Heidelberg Pharma's proprietary ATAC technology utilizes amanitin, a toxin derived from the death cap mushroom, which inhibits RNA polymerase II, a novel mechanism of action for ADCs. This approach offers advantages over other treatment modalities, particularly in patients with del(17p) who have limited options. The company reported that adverse events in non-human primates were restricted to known off-target effects of amanitin-based ADCs, primarily affecting the liver and kidney, which were transient and manageable. Pharmacokinetic data showed stable ADC levels in circulation, no drug accumulation, no sex differences, and dose-linear exposure.

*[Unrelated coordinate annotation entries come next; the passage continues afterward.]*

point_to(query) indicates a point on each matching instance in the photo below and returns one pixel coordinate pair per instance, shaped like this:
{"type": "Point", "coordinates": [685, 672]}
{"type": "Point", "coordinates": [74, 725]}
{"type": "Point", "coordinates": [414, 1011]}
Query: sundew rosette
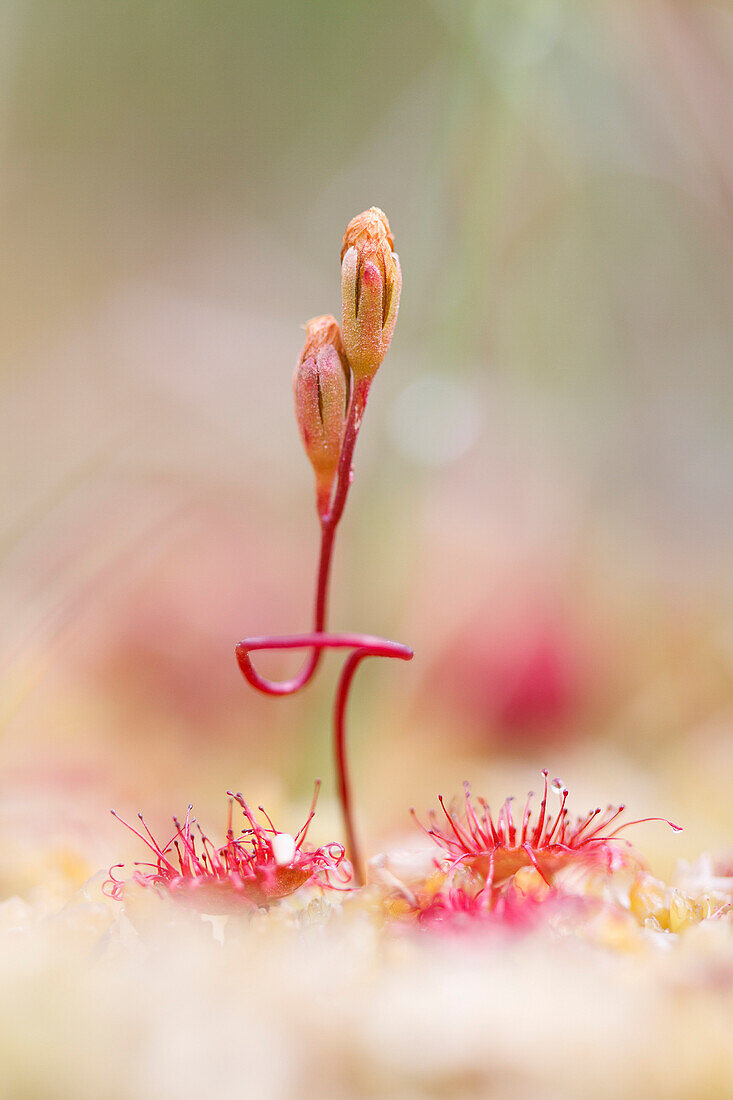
{"type": "Point", "coordinates": [494, 848]}
{"type": "Point", "coordinates": [254, 869]}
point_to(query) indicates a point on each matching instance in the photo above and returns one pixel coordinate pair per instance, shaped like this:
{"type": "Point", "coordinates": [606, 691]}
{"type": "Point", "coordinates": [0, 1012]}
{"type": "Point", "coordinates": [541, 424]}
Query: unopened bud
{"type": "Point", "coordinates": [321, 399]}
{"type": "Point", "coordinates": [371, 283]}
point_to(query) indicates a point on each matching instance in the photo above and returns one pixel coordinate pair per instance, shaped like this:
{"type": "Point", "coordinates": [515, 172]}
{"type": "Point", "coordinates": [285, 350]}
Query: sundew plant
{"type": "Point", "coordinates": [505, 867]}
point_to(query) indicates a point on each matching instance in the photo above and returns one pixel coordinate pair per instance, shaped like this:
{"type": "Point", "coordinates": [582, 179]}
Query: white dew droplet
{"type": "Point", "coordinates": [283, 848]}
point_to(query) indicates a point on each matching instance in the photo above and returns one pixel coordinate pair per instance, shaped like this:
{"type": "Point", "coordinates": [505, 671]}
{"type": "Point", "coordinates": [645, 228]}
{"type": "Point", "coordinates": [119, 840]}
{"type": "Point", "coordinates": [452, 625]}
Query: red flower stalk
{"type": "Point", "coordinates": [496, 847]}
{"type": "Point", "coordinates": [329, 369]}
{"type": "Point", "coordinates": [253, 869]}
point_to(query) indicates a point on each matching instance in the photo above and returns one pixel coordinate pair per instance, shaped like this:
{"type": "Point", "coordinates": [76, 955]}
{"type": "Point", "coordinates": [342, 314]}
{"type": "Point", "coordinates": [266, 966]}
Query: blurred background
{"type": "Point", "coordinates": [544, 482]}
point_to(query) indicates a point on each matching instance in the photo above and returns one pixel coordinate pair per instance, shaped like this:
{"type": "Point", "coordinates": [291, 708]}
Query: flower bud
{"type": "Point", "coordinates": [321, 400]}
{"type": "Point", "coordinates": [371, 282]}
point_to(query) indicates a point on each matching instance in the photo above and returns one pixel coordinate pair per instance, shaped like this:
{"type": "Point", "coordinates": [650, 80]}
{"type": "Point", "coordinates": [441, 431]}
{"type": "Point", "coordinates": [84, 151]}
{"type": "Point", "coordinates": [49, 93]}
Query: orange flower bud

"The potent anti-tumor efficacy of HDP-103 combined with a favorable half-life and manageable safety profile leads to a comfortable therapeutic index well within the range of approved ADCs for solid tumors," the company stated. "These data warrant further clinical development of HDP-103 as a novel treatment option for mCRPC."

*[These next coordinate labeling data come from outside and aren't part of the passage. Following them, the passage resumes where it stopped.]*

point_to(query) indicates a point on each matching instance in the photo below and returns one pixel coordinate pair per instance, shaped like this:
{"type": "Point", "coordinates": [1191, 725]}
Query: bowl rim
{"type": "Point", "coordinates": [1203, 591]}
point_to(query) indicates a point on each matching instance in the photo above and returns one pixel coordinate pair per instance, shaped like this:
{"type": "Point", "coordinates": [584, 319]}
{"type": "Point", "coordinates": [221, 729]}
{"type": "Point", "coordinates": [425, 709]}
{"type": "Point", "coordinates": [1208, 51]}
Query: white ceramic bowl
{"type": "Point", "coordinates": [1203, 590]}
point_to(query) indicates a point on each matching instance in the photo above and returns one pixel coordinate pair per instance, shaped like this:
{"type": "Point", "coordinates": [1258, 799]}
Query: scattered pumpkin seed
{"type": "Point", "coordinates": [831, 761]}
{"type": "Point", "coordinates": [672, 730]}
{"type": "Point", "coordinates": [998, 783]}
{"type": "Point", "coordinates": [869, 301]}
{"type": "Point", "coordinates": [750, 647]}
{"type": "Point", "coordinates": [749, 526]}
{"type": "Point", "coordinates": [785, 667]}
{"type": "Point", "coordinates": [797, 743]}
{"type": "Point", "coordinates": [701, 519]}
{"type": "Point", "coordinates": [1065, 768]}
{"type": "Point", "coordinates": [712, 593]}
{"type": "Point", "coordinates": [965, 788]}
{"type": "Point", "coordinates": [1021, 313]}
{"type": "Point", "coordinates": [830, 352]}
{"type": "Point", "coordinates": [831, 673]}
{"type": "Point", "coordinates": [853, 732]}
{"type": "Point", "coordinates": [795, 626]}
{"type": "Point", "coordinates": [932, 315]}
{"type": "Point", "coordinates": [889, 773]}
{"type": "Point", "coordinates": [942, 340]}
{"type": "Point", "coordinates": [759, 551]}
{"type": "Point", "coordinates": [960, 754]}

Heidelberg Pharma is the first company to develop cancer therapies using amanitin. Its lead candidate, HDP-101 (pamlectabart tismanitin), targets BCMA for multiple myeloma and has received Orphan Drug and Fast Track designations from the U.S. FDA. HDP-102 is in clinical development for Non-Hodgkin Lymphoma, while HDP-103 and HDP-104 (for gastrointestinal tumors) have completed preclinical development and are available for partnering. The company is based in Ladenburg, Germany, and listed on the Frankfurt Stock Exchange under the symbol HPHA. More information is available at www.heidelberg-pharma.com.
The AACR presentation underscores the potential of amanitin-based ADCs to address resistance mechanisms in hard-to-treat cancers, and the data support HDP-103's advancement toward clinical trials.